Preliminary reports show that nosocomial SARS-CoV-2 infection is not associated with increased mortality compared with community acquired infection.
Retrospective comparison of COVID-19 adult patients who were classified according to probable time of acquisition of SARS-CoV-2 and symptom onset. Data from hospitalized patients that were hospitalized in non-COVID-19 areas were reviewed.
All patients were classified as community-acquired/Community-onset (CA-CO), Community- acquired/hospital-onset (CA-HO) and Hospital-acquired/Hospital-onset (HA-HO) cases. All patients without respiratory symptoms were tested on day one and if negative, hospitalized in non-COVID-19 areas.
We identified 59 patients that fulfilled the definition of CA-HO or HA-HO COVID-19. Patients in the CA-CO group were less likely to have multiple comorbidities than the patients in the CA-HO and HA-HO groups. Mortality was lower in the CA-CO group (21.8%) compared to the other groups, although it did not reach statistical significance.
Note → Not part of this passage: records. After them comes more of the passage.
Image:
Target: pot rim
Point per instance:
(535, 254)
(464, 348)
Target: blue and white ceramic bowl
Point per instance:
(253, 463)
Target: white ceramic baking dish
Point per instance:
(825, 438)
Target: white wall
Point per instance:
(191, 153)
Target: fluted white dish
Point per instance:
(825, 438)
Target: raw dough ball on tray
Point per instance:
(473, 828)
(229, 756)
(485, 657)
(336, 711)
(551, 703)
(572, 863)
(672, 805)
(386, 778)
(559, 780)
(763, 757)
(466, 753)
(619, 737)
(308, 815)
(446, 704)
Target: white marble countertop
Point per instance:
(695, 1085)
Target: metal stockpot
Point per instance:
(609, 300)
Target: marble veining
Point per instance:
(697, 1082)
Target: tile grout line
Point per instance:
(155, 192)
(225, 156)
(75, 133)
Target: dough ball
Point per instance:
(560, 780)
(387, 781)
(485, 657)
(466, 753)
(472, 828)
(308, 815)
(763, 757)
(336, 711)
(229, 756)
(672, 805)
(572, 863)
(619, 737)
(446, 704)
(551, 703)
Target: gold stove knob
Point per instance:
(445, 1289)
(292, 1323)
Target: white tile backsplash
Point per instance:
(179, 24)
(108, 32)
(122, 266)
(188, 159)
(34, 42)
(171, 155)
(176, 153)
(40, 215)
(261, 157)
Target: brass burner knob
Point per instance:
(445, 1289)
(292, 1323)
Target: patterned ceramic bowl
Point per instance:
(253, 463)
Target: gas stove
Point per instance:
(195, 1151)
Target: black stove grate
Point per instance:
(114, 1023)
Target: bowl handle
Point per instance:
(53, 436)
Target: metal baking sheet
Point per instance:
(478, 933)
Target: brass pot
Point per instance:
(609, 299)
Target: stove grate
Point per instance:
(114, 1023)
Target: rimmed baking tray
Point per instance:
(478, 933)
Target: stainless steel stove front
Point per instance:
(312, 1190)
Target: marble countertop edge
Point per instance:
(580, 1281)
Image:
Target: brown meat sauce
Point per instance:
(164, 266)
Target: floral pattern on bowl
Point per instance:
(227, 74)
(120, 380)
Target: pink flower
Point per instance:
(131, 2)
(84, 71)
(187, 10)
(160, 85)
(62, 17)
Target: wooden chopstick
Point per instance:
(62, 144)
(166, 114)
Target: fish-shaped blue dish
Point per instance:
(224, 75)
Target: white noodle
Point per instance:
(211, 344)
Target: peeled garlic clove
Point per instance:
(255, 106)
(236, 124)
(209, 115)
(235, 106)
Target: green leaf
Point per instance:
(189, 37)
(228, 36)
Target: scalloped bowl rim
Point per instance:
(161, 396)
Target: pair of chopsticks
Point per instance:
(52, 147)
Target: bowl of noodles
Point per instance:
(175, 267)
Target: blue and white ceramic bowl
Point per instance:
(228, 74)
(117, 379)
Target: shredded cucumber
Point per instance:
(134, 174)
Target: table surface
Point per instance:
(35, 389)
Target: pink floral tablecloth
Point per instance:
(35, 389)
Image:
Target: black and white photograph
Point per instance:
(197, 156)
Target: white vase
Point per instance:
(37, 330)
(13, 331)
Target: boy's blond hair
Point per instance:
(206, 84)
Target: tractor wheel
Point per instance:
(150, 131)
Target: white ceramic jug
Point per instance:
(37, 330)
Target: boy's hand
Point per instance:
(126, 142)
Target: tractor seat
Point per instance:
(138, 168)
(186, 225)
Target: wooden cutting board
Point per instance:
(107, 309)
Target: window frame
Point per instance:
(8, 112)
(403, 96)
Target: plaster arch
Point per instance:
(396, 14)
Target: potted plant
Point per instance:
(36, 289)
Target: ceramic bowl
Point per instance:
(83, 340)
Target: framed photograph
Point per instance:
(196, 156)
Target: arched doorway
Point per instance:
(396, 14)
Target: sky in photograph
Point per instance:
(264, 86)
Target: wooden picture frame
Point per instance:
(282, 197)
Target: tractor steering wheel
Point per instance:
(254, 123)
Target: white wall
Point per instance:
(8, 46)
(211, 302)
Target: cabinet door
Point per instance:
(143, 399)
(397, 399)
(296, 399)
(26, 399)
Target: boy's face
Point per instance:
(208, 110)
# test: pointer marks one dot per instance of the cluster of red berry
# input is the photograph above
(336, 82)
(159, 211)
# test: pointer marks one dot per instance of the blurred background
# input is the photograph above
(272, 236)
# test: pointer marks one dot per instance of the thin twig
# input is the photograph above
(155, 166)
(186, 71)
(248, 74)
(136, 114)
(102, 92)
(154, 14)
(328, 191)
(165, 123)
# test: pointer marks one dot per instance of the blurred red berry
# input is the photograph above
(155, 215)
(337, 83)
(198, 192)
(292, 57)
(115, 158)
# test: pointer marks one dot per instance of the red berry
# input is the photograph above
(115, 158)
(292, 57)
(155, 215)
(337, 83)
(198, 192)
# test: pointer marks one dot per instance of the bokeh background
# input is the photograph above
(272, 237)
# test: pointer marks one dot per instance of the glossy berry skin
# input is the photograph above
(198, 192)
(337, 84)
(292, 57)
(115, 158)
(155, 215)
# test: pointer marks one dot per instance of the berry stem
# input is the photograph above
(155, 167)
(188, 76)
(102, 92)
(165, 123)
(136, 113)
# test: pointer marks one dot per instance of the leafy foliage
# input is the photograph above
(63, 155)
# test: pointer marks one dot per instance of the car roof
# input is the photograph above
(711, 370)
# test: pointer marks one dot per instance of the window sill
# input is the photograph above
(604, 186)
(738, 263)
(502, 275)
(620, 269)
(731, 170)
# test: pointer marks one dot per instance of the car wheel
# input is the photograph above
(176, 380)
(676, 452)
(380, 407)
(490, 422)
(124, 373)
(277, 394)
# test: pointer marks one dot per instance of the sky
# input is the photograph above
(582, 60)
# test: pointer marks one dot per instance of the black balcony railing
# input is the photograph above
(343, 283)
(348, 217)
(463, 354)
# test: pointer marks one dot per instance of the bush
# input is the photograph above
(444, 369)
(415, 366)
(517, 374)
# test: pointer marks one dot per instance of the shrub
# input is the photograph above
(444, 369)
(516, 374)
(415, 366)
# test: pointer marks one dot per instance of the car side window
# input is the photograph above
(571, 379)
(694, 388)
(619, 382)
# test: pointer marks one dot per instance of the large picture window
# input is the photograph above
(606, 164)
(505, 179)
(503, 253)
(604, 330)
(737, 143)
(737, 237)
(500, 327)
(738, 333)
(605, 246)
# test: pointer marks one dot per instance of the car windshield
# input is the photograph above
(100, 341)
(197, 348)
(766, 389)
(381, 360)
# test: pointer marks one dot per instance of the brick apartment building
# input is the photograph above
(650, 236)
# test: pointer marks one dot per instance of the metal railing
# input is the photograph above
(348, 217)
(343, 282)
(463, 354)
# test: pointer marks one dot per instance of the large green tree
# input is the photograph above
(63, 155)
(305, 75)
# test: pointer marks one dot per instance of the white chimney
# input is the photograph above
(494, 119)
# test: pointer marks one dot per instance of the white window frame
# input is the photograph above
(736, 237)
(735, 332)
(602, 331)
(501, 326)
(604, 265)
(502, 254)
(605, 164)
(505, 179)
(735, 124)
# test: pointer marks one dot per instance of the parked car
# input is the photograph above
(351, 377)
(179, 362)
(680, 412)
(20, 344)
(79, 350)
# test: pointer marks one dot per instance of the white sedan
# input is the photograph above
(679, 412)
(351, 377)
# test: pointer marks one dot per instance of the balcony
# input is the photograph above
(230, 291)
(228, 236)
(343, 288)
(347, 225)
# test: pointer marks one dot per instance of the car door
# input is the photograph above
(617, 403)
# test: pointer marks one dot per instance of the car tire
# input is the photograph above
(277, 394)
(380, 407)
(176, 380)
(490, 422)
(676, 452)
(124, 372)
We identified 9 clusters of HA-HO cases arising from multiple-bed rooms from the non-COVID-19 areas. There was no significant difference for HA-HO COVID-19 between patients placed in a common-room bed compared to patients placed on single bed rooms (p=.19). Nevertheless, the RR for HA-HO COVID-19 was 105 (95% CI 62.9 to 177.6) for patients treated in a common-room allocating another COVID-19-detected patient within the immediate 24 h time frame (P=<0.01).
Hospital-acquired COVID-19 is newly described and poses a challenge for infection control. We identified small clusters related to multiple-bed rooms from non-COVID-19 hospitalization wards and propose a simple time-based classification for hospital surveillance and isolation precautions.